Знал все эти леса и угодья Роланд как свои пять пальцев. По лесу мог пройти и днем и ночью с завязанными глазами, не наткнуться ни на один пенечек, ни на одно дерево. Знал, на каком дереве какая птаха и когда начала высиживать птенцов, в каком квартале поселились лоси, почему семейство вепря поменяло место прописки, какой посадке молодых деревьев могут угрожать вредители, где следует немедленно начинать расчистку, — словом, все то, что в совершенстве знал Иван Матвеевич, было известно и Роланду.
В то время, когда у отца с дочерью состоялась неожиданная встреча и драматическое объяснение, Роланд стоял на вышке. Дежурный лесник что-то заметил в лесу, но не сумел в этом разобраться и поднял тревогу.
Роланд соколиным взором осматривал подвластное ему королевство. Сверху оно было видно почти до последней черты.

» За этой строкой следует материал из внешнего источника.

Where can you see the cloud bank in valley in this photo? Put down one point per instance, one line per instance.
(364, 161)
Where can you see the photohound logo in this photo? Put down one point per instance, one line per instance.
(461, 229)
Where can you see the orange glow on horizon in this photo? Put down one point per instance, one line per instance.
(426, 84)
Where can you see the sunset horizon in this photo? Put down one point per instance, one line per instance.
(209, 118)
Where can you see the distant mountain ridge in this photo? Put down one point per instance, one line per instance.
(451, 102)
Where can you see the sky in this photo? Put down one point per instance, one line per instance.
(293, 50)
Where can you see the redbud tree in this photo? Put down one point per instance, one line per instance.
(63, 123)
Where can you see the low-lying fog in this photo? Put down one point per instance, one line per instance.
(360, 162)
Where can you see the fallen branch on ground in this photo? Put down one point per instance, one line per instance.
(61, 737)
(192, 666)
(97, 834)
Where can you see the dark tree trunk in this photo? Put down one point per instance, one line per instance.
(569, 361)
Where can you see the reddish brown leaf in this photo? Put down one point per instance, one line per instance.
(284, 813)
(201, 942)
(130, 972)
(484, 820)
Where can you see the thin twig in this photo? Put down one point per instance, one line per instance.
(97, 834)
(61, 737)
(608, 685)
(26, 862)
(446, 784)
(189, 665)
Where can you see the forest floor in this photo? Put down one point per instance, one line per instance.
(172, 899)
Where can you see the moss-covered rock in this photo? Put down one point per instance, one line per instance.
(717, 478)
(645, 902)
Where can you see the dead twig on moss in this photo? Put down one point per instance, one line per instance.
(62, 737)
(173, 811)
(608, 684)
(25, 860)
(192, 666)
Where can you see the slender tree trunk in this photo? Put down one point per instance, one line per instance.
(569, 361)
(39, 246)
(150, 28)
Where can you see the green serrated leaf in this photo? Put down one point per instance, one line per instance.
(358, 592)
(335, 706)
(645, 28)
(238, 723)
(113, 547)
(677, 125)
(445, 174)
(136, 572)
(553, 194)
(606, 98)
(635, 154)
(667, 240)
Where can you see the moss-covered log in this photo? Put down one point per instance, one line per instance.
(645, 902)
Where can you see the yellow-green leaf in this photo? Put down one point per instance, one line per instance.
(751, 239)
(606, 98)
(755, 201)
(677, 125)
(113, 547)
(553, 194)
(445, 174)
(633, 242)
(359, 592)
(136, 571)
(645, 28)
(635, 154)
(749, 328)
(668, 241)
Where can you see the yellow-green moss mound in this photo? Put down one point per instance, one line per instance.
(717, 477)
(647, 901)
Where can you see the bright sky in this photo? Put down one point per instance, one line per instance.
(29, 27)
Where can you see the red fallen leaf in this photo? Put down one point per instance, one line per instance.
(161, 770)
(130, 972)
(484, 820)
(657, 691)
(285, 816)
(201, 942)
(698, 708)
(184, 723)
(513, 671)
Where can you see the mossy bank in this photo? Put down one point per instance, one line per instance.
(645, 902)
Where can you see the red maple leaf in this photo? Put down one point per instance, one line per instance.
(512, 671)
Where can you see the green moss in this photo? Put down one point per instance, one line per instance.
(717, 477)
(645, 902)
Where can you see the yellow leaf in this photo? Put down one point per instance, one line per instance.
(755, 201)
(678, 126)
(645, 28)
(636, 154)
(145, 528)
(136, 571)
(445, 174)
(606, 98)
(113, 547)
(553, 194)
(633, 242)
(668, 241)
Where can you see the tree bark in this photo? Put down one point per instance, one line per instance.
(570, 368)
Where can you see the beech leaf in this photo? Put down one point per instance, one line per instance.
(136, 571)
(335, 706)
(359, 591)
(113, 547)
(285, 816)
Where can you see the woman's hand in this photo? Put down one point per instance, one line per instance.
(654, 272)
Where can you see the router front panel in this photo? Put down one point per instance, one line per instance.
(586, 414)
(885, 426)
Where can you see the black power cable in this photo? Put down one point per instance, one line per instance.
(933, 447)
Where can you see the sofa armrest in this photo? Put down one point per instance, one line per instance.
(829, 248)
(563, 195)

Прежде всего в глаза бросалась Таль, журчавшая, вилявшая из стороны в сторону между песчаными дюнами, цедившая свои воды через камыш и осоку, наполнявшая ими продолговатые водоемы, особенно возле запруд. Запруды копали все — не отдельные, конечно, любители, а колхозы, совхозы, лесничества. На заседании правления слушали — постановили, чтобы было свое море, чтобы было где уткам плескаться, молодицам белье стирать, детям тешиться, дедам рыбу ловить, чтобы огородам вдоволь вода подавалась… Решили — и пошел по команде поднятый мехбатальон, зарычали экскаваторы и бульдозеры, заурчали автомашины, забегали прорабы… Неделя-другая — и запруда преградила путь Тали, заставила ее сливать свои не такие уж и неисчерпаемые запасы в рукотворные озера. В таких шорах ей не приходилось кичиться, вынуждена была тайком прокрадываться от запруды к запруде, журчать еле заметным ручейком да еще и радоваться: могла ведь и совсем уснуть, пересохнуть под беспощадно жгучим солнцем.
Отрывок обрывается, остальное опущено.